What would a university search committee find useful in your paper?

We did a small-scale survey of about 15 search committees. What we’re hoping to see is increased transparency in job ads. The descriptions of what the search committee values often don’t make it into the job ad, and the applicants aren’t receiving feedback. The amount of rejection letters we got was around 10 percent of the applications we put in. Few are even told that they didn’t get the job, let alone why they didn’t get the job.

We want to promote better job ads that are more transparent and providing feedback to at least some of the applicants. We think it would really help change the process for the better. It would help postdocs feel like they could improve their applications.

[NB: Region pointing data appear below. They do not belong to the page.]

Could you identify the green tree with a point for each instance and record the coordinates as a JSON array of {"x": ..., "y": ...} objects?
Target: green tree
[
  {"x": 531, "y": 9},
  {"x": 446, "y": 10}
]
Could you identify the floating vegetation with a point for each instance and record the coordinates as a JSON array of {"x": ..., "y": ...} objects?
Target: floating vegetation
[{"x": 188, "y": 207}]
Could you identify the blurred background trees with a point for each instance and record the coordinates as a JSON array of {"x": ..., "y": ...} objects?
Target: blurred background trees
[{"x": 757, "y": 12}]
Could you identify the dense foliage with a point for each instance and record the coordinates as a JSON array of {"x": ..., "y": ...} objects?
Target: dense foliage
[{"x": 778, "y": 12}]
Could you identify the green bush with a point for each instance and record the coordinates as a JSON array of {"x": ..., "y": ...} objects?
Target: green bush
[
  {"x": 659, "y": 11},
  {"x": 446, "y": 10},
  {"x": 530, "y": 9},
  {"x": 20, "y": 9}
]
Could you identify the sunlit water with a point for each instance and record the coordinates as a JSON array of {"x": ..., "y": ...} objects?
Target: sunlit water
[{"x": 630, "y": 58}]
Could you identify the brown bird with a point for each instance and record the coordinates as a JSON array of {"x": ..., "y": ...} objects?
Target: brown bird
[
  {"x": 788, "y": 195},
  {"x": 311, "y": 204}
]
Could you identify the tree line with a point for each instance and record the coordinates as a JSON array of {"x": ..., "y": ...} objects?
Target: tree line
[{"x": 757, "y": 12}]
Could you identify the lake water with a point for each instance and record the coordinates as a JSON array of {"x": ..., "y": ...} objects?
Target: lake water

Having gone through this process and seeing the data from your survey, what would be your advice to a postdoc applying for an academic position?

Don’t disqualify yourself from anything. Nobody has the CV to make them the perfect candidate for a new job. What we’re really seeing with the data is that there are multiple paths to an academic position. There are little tweaks you can do, like looking at your application number and deciding how much time you’re willing to put into it. We want to bring a sense of community to it as well. It’s stressful for everyone. Seeking out that community support and care are some of the best things you can do for yourself.  You don’t have to do it alone. By participating together, we can make the process better.